Monday morning we rose fairly early and set out right away for a run. We ran an out and back route- the length of the Boardwalk and beyond and then straight back. About 40 minutes total and boy was I glad we went so early! We were both red-faced and dripping sweat. We took advantage of the pool and cooled ourselves off before showering and getting ready for the beach.

We stopped at a café called “The Coffee Cup” for coffee and breakfast. This place could have been in Seattle or San Francisco- perfect espresso drinks (we were both impressed), pastries, and wonderful original artwork. They even charged American prices! We noted that coffee is definitely one of our weaknesses. Although we wouldn’t have been caught dead going to Office Depot or Outback Steakhouse, we made a beeline for the first American-style espresso shop we could find come the morning.

The rest of the day passed uneventfully on the beach. We read, dozed, broke for lunch, and then repeated the whole process. Later, after showering again, we went for a stroll along the river and then explored the hillside behind the town’s main church. There we stumbled across a little tapas restaurant. The food wasn’t that great but we had a couple snacks and some tasty sangria. On our way back to the hotel, we stopped at a taco stand for the best tacos of the trip. It was called “The Happy Ant”- a little husband and wife enterprise. We watched them effortlessly form the handmade tortillas, chop and cook meat, spoon salsa and toppings on each serving, etc. G tried the chorizo tacos and I went for the asada.
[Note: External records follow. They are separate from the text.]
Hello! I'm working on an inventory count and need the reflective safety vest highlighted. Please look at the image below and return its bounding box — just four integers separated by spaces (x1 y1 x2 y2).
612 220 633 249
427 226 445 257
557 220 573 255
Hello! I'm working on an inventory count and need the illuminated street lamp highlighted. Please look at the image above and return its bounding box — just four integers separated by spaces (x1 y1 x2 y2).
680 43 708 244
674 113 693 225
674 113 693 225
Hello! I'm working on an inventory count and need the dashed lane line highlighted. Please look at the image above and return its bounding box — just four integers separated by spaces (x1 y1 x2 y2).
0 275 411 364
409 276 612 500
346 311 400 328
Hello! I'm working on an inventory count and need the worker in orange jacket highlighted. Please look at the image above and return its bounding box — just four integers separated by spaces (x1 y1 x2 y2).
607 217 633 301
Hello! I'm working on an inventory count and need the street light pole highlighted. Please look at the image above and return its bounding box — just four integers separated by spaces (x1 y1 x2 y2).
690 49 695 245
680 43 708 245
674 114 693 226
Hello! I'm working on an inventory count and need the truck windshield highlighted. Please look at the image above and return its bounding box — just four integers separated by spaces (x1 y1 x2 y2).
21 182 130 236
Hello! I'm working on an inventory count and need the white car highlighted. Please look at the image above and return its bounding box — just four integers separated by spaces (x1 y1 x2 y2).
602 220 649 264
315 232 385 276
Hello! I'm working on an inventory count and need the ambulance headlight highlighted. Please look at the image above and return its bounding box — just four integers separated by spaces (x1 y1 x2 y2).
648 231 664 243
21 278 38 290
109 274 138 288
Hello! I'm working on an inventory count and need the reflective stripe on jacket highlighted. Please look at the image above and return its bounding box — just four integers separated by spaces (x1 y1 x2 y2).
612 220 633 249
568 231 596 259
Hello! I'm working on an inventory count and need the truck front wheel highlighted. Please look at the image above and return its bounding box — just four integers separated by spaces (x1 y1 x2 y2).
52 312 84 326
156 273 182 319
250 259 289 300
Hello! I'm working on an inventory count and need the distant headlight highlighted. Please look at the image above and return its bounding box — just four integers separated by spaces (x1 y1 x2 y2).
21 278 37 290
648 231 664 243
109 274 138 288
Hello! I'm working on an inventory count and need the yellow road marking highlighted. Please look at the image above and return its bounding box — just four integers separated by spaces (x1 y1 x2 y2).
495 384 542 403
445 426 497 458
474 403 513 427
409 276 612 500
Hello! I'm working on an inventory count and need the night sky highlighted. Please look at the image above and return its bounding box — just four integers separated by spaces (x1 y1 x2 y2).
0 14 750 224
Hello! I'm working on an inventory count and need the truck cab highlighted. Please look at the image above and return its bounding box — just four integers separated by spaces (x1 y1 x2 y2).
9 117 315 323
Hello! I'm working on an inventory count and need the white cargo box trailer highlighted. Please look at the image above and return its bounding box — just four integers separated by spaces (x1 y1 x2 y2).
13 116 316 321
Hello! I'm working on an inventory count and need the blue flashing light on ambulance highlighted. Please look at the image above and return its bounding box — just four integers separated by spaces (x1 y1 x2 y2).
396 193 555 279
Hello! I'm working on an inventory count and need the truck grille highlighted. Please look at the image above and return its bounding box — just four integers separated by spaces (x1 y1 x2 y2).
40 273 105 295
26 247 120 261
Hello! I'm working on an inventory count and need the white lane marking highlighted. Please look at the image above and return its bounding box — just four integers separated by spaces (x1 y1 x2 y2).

I ate A LOT of tacos in Mexico but these were far and away the best- it was the tortillas that did it.

Another early night (I won’t lead you on, we went to bed early EVERY night we were away) so we could prepare to travel again on Tuesday. The bed was noticeably uncomfortable the 2nd night and we were both relieved to say goodbye to it. San Pancho was a short bus ride away, but a world of difference from the touristy, noisy streets of Puerto Vallarta.

To be continued…


That’s the sound of me lying on a beach for 8 days. That’s about the extent of my activities! Mexico was truly lovely. The weather was perfect, our lodgings were charming, and we both utterly relaxed for days on end. It was just what I needed. Of course, arriving at 11 pm last night and going in to work this morning was slightly jarring to my system. But I’m still feeling mellow from all that down time.

I hope to be able to blog in more detail about the trip at a certain point. We actually had several great meals, saw a great dance performance, had cash flow problems, and a few other adventures. Stay tuned for more…

Planet Danika on Vacation

It’s official! I’m on vacation. Our flight leaves tomorrow morning for Puerto Vallarta. We’re heading to this little fishing village which has no bank or ATM. I plan to do nothing. I don’t even want to think. I most certainly will not be checking e mail, writing blogs, using my cell phone, reading the news or anything else along those lines. That’s right, I will be DISCONNECTED. Planet Danika will return sometime after the 20th of February. Mexico, here I come!